Nombre de comités d’entreprise se sont emparés de l’arrêt du 30 mars 2011 et ont saisi la justice pour réclamer des rappels de dotation, souvent sur plusieurs années, s’estimant lésés par les calculs de dotation effectués par les entreprises.

Ces recours ont généré un contentieux important, et petit à petit, la jurisprudence de la Cour de cassation s’est affinée pour utiliser la référence à un compte 641 « retraité » de certaines sommes : rémunération des dirigeants sociaux, remboursements de frais, indemnités dues au titre de la rupture du contrat de travail autres que les indemnités légales et conventionnelles de licenciement et les indemnités de retraite, indemnités transactionnelles pour leur montant supérieur aux indemnités légales et conventionnelles.

Les entreprises étaient placées au milieu d’un tir croisé : d’une part, la Cour de cassation posant un principe (l’utilisation du compte 641) mais y apportant des exception à mesure que les contentieux lui parvenaient, et d’autre part, de nombreuses juridictions du fond résistant à la position de la Cour de cassation et continuant de valider la référence à la masse salariale brute telle qu’apparaissant dans la DADS.

L’insécurité juridique a enfin disparu, avec deux arrêts du 7 février 2018 qui, selon les termes même de la Cour de cassation, constituent un revirement de jurisprudence.

En effet, la Cour de cassation renonce définitivement à la référence comptable du compte 641 (même retraité), pour revenir à une définition sociale de la masse salariale brute. La Cour de cassation utilise ainsi la notion de “gains et rémunérations soumis à cotisations de sécurité sociale, en application de l’article L. 242-1 du code de la sécurité sociale”.

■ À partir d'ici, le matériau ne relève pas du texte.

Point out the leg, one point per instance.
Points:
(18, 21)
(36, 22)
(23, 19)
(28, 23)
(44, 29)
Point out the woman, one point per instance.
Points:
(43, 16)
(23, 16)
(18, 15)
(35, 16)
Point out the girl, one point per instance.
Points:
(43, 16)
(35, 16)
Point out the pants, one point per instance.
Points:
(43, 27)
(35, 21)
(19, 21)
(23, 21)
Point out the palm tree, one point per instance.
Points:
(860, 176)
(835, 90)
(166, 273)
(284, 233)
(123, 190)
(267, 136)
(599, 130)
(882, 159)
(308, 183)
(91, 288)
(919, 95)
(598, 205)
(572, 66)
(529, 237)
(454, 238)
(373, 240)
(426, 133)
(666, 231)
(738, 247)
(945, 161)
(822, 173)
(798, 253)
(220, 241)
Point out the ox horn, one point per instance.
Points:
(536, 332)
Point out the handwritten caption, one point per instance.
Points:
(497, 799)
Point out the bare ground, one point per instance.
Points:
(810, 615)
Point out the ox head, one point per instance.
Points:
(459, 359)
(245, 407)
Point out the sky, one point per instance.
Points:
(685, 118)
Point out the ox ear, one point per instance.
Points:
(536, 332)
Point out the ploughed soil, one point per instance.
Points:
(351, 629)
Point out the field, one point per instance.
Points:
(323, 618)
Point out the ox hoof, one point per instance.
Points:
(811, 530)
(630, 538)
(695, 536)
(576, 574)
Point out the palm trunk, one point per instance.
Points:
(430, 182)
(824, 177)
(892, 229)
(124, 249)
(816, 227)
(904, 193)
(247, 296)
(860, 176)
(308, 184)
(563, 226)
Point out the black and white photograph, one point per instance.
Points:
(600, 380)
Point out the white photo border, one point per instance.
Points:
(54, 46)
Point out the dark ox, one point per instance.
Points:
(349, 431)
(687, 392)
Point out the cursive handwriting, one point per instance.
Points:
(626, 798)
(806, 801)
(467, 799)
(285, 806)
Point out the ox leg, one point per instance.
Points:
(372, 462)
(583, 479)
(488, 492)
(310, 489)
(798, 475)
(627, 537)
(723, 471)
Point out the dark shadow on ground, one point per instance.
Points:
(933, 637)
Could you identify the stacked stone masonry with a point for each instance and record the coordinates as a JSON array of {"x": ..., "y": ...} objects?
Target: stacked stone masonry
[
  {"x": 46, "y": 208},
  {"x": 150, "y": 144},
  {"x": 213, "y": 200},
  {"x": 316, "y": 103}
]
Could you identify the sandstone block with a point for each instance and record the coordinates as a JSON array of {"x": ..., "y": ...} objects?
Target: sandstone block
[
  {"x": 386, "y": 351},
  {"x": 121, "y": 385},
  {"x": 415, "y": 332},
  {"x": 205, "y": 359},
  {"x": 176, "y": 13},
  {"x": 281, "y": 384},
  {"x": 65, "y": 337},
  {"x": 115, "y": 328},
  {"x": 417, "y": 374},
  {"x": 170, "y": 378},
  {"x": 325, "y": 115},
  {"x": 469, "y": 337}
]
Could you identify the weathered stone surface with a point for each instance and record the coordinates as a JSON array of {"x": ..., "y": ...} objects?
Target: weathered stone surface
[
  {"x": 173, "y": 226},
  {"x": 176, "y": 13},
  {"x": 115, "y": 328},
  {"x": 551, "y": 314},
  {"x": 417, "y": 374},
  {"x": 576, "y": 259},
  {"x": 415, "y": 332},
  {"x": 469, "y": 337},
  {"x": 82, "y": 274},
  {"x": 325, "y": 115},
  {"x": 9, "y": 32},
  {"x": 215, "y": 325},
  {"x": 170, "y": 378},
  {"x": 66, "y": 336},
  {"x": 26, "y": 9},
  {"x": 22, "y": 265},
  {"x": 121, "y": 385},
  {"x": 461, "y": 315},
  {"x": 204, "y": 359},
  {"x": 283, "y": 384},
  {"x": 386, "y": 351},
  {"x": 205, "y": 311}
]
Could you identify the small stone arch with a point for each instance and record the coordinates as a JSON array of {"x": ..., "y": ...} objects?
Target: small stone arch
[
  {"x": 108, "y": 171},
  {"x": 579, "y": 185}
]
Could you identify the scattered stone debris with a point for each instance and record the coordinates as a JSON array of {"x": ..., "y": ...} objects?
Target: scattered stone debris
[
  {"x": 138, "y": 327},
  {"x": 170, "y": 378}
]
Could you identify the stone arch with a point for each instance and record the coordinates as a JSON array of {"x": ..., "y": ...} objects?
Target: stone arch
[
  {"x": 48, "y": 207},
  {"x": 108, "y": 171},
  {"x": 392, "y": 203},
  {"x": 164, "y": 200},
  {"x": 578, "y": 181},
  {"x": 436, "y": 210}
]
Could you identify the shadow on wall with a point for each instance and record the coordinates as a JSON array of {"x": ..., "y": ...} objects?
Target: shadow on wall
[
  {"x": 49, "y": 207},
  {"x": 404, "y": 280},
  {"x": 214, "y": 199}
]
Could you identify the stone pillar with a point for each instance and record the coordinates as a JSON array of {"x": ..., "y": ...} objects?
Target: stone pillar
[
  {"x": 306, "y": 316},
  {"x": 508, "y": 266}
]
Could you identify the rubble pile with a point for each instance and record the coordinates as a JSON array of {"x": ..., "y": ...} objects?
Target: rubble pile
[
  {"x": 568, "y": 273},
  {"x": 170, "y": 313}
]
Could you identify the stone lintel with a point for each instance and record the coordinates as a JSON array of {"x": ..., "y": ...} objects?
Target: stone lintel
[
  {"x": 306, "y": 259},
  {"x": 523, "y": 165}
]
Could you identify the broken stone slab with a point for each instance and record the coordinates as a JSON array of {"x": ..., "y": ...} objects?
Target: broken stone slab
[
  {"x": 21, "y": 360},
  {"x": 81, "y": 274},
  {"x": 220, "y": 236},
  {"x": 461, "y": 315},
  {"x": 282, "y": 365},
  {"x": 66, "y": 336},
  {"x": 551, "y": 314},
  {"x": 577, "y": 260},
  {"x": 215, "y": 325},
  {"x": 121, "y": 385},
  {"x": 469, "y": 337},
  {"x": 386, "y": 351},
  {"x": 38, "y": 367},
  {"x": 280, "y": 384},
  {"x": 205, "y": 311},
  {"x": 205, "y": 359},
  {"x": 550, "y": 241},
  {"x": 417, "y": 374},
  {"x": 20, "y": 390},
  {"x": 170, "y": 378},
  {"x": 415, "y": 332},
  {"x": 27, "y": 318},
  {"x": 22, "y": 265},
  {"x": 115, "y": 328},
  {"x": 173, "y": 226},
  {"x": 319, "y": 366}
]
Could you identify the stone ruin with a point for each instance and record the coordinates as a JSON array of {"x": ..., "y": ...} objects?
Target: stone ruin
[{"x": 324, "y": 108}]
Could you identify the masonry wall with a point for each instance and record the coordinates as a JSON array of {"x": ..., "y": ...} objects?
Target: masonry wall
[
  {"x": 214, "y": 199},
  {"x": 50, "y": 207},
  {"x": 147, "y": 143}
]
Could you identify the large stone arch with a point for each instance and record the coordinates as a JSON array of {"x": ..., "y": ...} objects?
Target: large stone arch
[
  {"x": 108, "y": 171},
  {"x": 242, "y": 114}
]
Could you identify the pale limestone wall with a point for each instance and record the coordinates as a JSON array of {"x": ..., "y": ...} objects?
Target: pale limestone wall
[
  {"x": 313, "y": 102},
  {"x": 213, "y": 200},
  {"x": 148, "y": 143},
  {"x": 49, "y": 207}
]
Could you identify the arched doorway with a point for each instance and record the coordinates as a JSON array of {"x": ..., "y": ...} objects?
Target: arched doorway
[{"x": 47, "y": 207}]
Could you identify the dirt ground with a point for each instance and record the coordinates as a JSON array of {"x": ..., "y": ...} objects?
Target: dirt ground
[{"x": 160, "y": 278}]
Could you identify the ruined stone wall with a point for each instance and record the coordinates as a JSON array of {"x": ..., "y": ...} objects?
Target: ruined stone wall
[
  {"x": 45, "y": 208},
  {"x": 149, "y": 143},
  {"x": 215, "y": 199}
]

Dans ces deux espèces, la Cour de cassation précise que ne doivent être prises en compte au titre de la masse salariale brute :

  • Ni les sommes attribuées au titre d’un accord d’intéressement ou de participation, puisqu’il ne s’agit pas d’une rémunération ni de sommes soumises à cotisations de sécurité sociale (espèce n°1) ;
  • Ni les rémunérations versées aux salariés mis à disposition, dès lors que ces derniers ne sont pas rémunérés par l’entreprise d’accueil, et que les dépenses éventuellement engagées par le comité d’entreprise de l’entreprise utilisatrice en leur faveur doivent être remboursées par l’employeur (espèce n°2) .

Ces décisions ont été publiées sur le site internet de la Cour de cassation et ont fait l’objet d’une note explicative, preuve de la volonté de la Haute Cour de leur octroyer une large publicité. Elles mettront sans doute un terme aux contentieux sur ces thèmes.